Five-O: Teenagers Launch App Built To Monitor Police Brutality, Inform American Citizens Of Their Rights
Police brutality? There’s an app for that.
Three teenagers from Georgia have launched a mobile app called “Five-O” designed to record and document everyday encounters with local police. In turn, users are able to “rate” police behavior in any area of the United States, allowing the public to see how counties stack up in regard to the reputation of their law enforcement.
The app, designed by Caleb Christian, 14, and his two sisters – Ima, 16, and Asha, 15 – is already available on Android with an iOS version in the works. It enables not only reports of physical or verbal abuse by police offers, but also ratings for individual police officers using an A through F scale. Submissions can also include GPS coordinates (latitude and longitude) for future location reference of where “abuse” took place.
Although the team has been developing the app for several months, it is being officially released at a time when police brutality is a hot topic across the United States, especially because of widespread unrest taking place in Ferguson Missouri, which started largely due to the fatal shooting of 18-year Michael Brown. The highly militarized police response in Missouri has been criticized by libertarians and liberals alike.

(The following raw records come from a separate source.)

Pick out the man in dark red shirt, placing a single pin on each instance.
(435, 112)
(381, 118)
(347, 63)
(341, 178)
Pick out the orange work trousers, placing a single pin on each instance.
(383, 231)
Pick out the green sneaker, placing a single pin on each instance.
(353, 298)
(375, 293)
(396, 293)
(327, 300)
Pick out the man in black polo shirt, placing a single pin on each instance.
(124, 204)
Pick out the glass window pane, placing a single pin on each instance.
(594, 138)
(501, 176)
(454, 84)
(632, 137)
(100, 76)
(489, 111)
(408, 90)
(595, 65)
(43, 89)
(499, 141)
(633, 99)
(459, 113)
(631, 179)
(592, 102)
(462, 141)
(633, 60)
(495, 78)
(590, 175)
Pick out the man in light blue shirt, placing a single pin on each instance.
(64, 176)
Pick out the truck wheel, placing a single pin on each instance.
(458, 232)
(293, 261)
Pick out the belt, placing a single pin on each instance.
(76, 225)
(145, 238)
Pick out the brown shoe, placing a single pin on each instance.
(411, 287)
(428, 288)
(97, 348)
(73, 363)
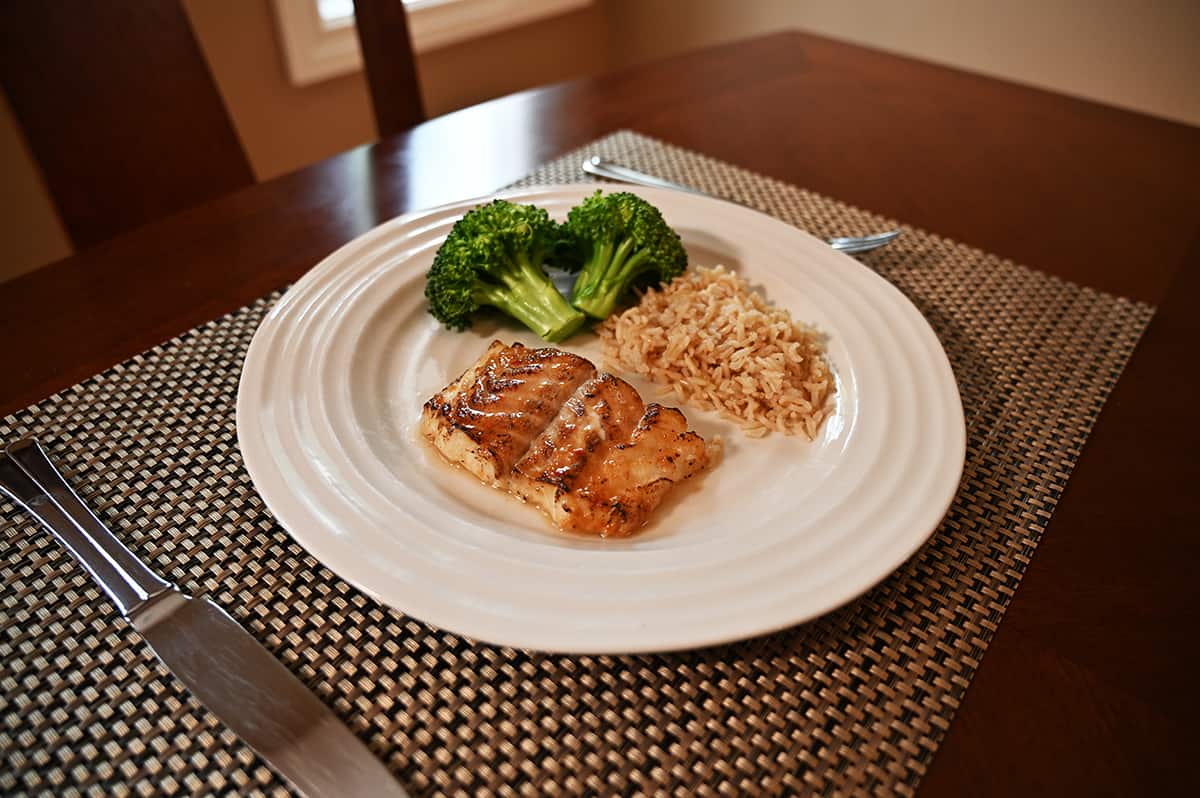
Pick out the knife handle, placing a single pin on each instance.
(29, 477)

In cases where further legal action is necessary, “Five-O” users can transfer recorded data to law enforcement officials. Speaking with Business Insider, Ima Christian said her siblings came up with the idea after hearing several reports of police brutality:
“We’ve been hearing about the negative instances in the news, for instance most recently the Michael Brown case, and we always talk about these issues with our parents,” she said. “They always try to reinforce that we should focus on solutions. It’s important to talk about the issues, but they try to make us focus on finding solutions. That made us think why don’t we create an app to help us solve this problem.”

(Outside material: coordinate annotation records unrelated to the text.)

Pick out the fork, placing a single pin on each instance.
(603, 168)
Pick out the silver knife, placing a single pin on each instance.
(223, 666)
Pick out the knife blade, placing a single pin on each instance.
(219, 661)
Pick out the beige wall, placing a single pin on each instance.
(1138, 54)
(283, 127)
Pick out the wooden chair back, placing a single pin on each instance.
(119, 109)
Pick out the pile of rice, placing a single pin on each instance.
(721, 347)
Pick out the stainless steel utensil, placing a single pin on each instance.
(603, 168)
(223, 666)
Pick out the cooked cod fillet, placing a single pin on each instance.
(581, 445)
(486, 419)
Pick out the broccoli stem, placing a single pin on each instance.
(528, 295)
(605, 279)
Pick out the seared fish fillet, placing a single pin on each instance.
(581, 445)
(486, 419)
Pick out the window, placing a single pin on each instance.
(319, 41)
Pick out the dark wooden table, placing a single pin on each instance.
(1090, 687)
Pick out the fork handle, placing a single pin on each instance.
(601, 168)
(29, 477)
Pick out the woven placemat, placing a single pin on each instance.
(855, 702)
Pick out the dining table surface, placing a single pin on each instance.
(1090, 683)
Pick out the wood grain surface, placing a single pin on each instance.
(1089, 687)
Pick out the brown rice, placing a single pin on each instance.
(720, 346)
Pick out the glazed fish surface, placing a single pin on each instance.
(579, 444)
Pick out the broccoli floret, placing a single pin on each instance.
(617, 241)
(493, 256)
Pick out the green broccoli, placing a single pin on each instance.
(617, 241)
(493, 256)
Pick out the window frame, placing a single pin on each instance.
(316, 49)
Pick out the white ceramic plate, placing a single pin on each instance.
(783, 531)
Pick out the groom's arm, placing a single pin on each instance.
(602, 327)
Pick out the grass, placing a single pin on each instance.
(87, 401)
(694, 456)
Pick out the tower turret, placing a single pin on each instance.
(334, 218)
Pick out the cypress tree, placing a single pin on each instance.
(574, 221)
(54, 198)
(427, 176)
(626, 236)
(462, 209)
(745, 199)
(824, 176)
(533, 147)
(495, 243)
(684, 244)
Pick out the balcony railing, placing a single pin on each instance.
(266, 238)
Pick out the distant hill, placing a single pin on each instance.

However, the teens hope to bring attention to both the positive and negative encounters that police officers have with the public, commenting to BuzzFeed:
“We definitely want there to be a balance,” Ima said. “If someone has a positive interaction with the police… for example, an officer saved your cat, or was very courteous and professional, we want people to be able to document that too. We hope that law enforcement agencies with positive reviews can help by functioning as role models.”